Tissue-chips are an important tool in developing drugs which treat different health conditions as well as to understand the underlying mechanisms of different tissues. However, there is a general challenge in utilizing the tissue-chips for broad applications as due to the small sample volumes, on-chip assessment of cellular function is often quite limited. Abhinav Bhushan, Ph.D., Assistant Professor at Illinois Institute of Technology (IIT), Chicago, who is the principal investigator of this research says
“Perfusion based microfluidic cell cultures produce low sample volumes which cannot be used for analysis using conventional biochemical assays. Our bead-based enzymatic assay for cholesterol measurement is the first reported assay which can quantify cholesterol secreted by human hepatocytes in real-time on-chip. This method is novel as this is the first reported use of a bead-based enzyme immobilized system in combination with visual detection for quantifying cholesterol in real-time and we envision our assay can pave way for enabling studies that use perfusion in microfluidics which produces low sample volumes.”

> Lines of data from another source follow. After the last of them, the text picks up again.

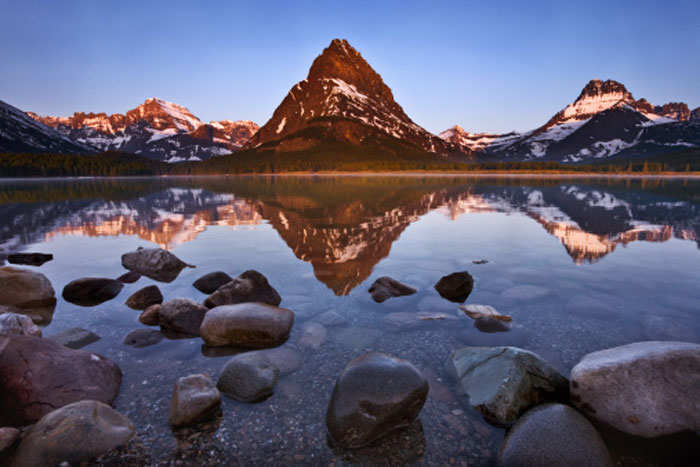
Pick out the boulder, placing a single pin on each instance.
(248, 377)
(74, 433)
(181, 315)
(156, 263)
(374, 395)
(31, 259)
(145, 297)
(150, 316)
(74, 338)
(247, 325)
(208, 283)
(91, 291)
(143, 338)
(553, 435)
(251, 286)
(195, 399)
(385, 287)
(38, 376)
(14, 323)
(29, 291)
(645, 389)
(455, 287)
(504, 382)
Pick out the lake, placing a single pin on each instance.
(580, 264)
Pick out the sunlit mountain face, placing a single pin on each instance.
(344, 226)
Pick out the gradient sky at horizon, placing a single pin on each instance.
(487, 66)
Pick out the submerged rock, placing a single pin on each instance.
(74, 433)
(247, 325)
(38, 376)
(208, 283)
(251, 286)
(373, 396)
(31, 259)
(91, 291)
(248, 377)
(645, 389)
(156, 263)
(553, 435)
(455, 287)
(504, 382)
(385, 287)
(195, 399)
(145, 297)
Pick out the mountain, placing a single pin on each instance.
(156, 129)
(342, 100)
(605, 120)
(19, 134)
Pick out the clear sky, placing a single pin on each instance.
(487, 66)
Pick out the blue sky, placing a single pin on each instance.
(487, 66)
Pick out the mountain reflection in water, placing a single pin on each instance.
(344, 226)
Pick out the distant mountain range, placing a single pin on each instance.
(344, 101)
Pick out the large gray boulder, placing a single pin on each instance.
(248, 377)
(645, 389)
(38, 376)
(251, 286)
(74, 433)
(247, 325)
(504, 382)
(553, 435)
(156, 263)
(373, 396)
(28, 291)
(195, 399)
(181, 315)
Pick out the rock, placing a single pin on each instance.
(38, 375)
(156, 263)
(374, 395)
(74, 338)
(140, 338)
(29, 291)
(181, 315)
(455, 287)
(504, 382)
(313, 335)
(208, 283)
(129, 277)
(251, 286)
(385, 287)
(91, 291)
(553, 435)
(645, 389)
(74, 433)
(143, 298)
(14, 323)
(247, 325)
(150, 316)
(8, 436)
(195, 399)
(248, 377)
(31, 259)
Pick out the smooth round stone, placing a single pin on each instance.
(248, 377)
(553, 435)
(247, 325)
(373, 396)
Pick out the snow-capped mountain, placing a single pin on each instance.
(345, 100)
(605, 120)
(19, 133)
(157, 129)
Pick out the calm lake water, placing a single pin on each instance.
(580, 265)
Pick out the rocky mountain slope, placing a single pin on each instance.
(156, 129)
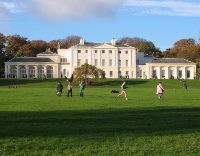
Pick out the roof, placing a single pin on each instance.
(90, 44)
(170, 60)
(30, 59)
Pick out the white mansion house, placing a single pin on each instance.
(115, 59)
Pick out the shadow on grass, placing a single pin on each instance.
(39, 82)
(155, 121)
(118, 82)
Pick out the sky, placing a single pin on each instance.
(162, 22)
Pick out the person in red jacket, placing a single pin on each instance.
(159, 90)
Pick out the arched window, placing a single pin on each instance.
(40, 72)
(13, 72)
(50, 72)
(22, 72)
(64, 72)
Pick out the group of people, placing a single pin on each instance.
(81, 86)
(59, 89)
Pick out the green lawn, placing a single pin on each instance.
(35, 122)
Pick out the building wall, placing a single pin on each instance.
(114, 60)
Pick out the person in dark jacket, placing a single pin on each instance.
(59, 89)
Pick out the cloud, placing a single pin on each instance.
(73, 9)
(164, 7)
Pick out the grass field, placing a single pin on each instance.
(35, 122)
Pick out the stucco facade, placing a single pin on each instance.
(115, 59)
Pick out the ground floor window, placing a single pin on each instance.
(23, 72)
(40, 72)
(13, 72)
(180, 74)
(188, 74)
(31, 72)
(50, 72)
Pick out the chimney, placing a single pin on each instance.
(58, 47)
(113, 41)
(82, 41)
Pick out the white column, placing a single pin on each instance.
(184, 73)
(176, 73)
(6, 71)
(27, 71)
(167, 73)
(18, 71)
(89, 56)
(36, 71)
(159, 73)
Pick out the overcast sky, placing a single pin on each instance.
(162, 22)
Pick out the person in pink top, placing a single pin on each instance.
(159, 90)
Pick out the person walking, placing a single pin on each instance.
(69, 88)
(59, 89)
(123, 87)
(159, 90)
(81, 88)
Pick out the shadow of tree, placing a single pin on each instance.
(154, 121)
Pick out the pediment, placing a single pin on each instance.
(104, 45)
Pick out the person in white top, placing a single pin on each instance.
(69, 89)
(123, 86)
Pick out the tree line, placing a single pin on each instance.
(18, 46)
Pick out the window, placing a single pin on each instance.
(31, 72)
(110, 62)
(23, 72)
(103, 62)
(126, 62)
(119, 62)
(63, 59)
(137, 62)
(40, 72)
(79, 62)
(188, 74)
(119, 74)
(111, 73)
(86, 60)
(96, 62)
(127, 74)
(154, 74)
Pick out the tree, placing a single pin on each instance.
(70, 41)
(13, 44)
(85, 71)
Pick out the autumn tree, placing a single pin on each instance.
(184, 48)
(32, 48)
(142, 45)
(54, 43)
(70, 41)
(13, 44)
(2, 52)
(85, 71)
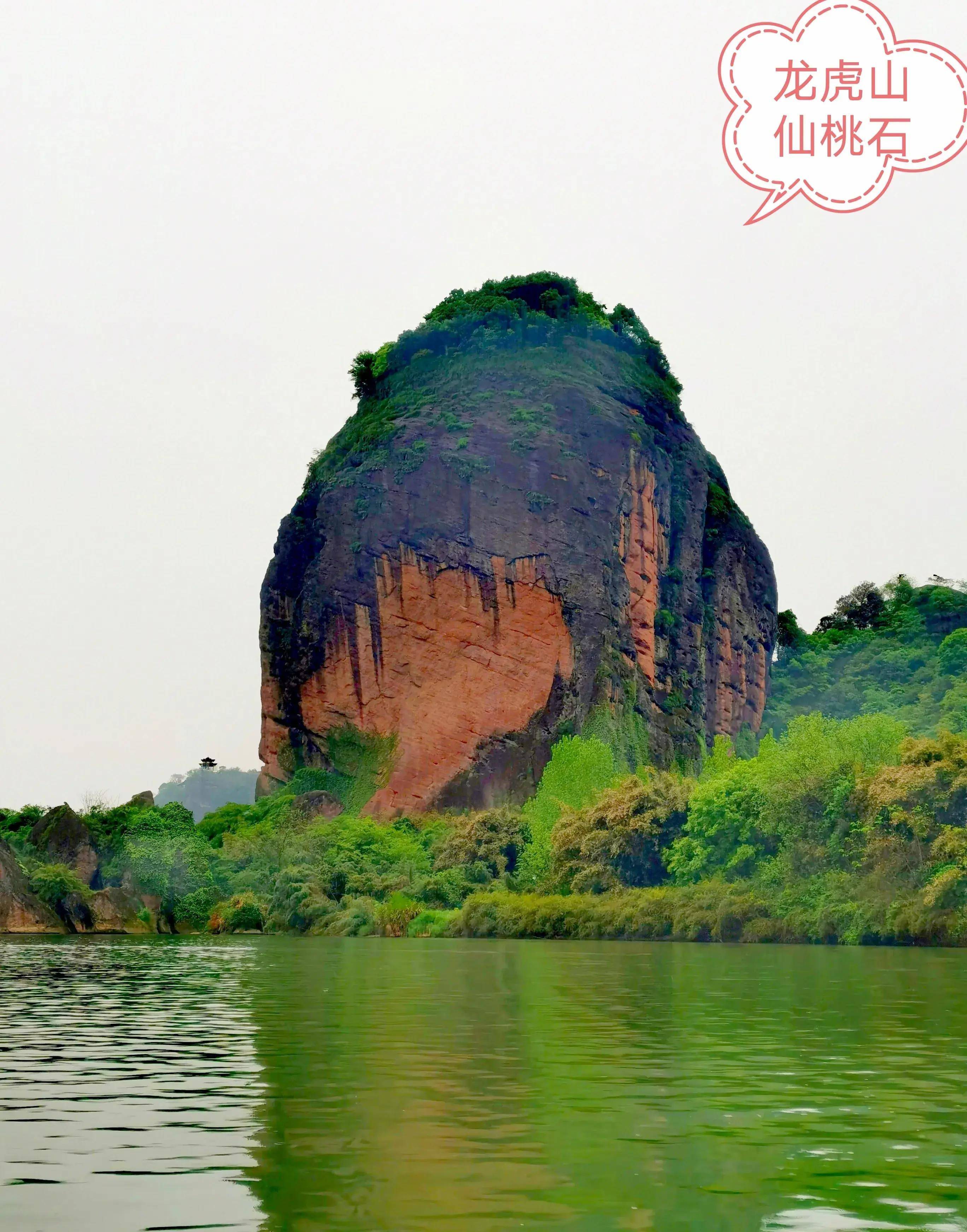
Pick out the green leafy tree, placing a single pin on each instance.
(617, 839)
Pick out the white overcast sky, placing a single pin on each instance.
(207, 209)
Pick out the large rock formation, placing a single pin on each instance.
(61, 837)
(517, 536)
(21, 911)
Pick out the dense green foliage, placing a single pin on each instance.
(201, 791)
(847, 824)
(900, 651)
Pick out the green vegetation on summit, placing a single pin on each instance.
(535, 311)
(900, 651)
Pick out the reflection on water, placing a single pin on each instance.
(127, 1085)
(301, 1085)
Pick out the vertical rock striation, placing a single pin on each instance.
(517, 536)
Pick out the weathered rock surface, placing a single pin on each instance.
(115, 911)
(536, 544)
(63, 838)
(20, 910)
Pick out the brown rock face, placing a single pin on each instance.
(538, 537)
(20, 910)
(63, 838)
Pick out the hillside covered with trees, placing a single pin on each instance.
(848, 822)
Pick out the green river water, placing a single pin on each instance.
(369, 1086)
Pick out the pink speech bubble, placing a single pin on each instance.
(831, 107)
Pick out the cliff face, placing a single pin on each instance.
(517, 536)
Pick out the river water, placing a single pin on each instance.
(426, 1086)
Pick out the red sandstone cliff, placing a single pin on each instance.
(540, 536)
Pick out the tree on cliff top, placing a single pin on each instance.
(203, 790)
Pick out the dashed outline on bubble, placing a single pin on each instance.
(891, 162)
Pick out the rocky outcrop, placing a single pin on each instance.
(115, 911)
(517, 535)
(61, 837)
(20, 910)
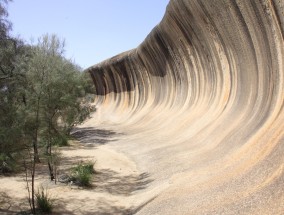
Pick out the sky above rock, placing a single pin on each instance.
(94, 30)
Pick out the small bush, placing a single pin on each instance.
(82, 174)
(44, 202)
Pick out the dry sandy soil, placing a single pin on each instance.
(115, 186)
(189, 122)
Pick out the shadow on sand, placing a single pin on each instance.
(94, 136)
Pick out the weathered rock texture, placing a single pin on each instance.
(200, 102)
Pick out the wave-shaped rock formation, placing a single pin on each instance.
(200, 104)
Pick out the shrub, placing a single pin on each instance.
(82, 174)
(44, 202)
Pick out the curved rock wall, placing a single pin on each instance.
(201, 104)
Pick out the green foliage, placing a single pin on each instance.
(44, 201)
(82, 174)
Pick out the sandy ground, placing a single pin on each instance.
(116, 184)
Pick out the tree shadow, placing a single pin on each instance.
(99, 207)
(12, 205)
(113, 183)
(94, 136)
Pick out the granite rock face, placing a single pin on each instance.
(201, 102)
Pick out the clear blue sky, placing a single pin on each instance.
(94, 30)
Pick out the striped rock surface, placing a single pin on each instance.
(200, 106)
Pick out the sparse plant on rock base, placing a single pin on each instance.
(82, 174)
(44, 201)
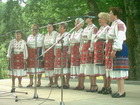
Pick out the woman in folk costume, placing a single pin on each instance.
(17, 56)
(34, 43)
(99, 51)
(49, 57)
(57, 68)
(117, 51)
(75, 40)
(86, 68)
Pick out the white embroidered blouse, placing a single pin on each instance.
(17, 47)
(117, 32)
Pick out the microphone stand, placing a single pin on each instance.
(13, 92)
(62, 41)
(62, 77)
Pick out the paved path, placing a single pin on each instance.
(71, 97)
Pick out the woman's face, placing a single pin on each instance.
(49, 28)
(62, 29)
(79, 25)
(18, 36)
(102, 21)
(35, 30)
(88, 20)
(111, 16)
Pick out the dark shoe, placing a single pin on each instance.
(30, 85)
(107, 91)
(118, 95)
(102, 90)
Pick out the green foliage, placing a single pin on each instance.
(15, 17)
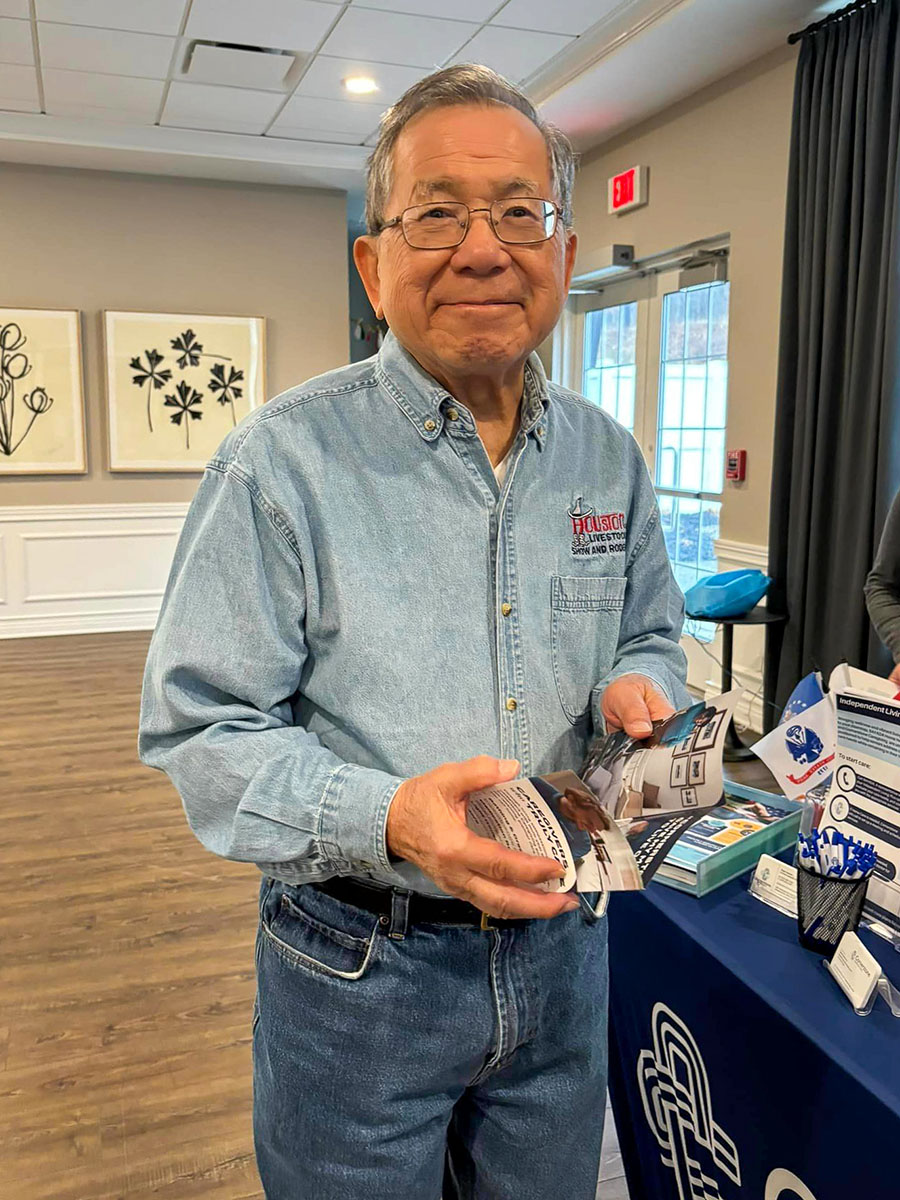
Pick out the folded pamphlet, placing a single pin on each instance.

The bead-based enzymatic cholesterol detection system uses horseradish peroxidase that is immobilized on polystyrene beads; the entire oxidation reaction of cholesterol takes place on the bead. This oxidation reaction generates fluorescent signal by forming resorufin, making the beads appear fluorescent. Each bead can be imaged as a series of images, where the intensity of fluorescence is directly proportional to the amount of cholesterol in the sample. The simple chemistry and detection used in this assay makes the assay more adaptable to a lab setting.
“While the application of detection systems for biomolecules such as electrophoresis, mass spectroscopy, electrospray ionization, and fluorometric detection using a photomultiplier tube have been carried out in the past, this is the first time a non-protein molecule has been quantified in real-time and on-chip using immobilized enzyme beads. It’s the simplicity of the assay chemistry and its potential for adaptation that makes our microfluidic assay unique,” says Sonali Karnik, Ph.D. who is the lead author of the article.
The next step for them, the team says, is to multiplex their enzymatic assay with a different assay chemistry for simultaneous detection of multiple molecules.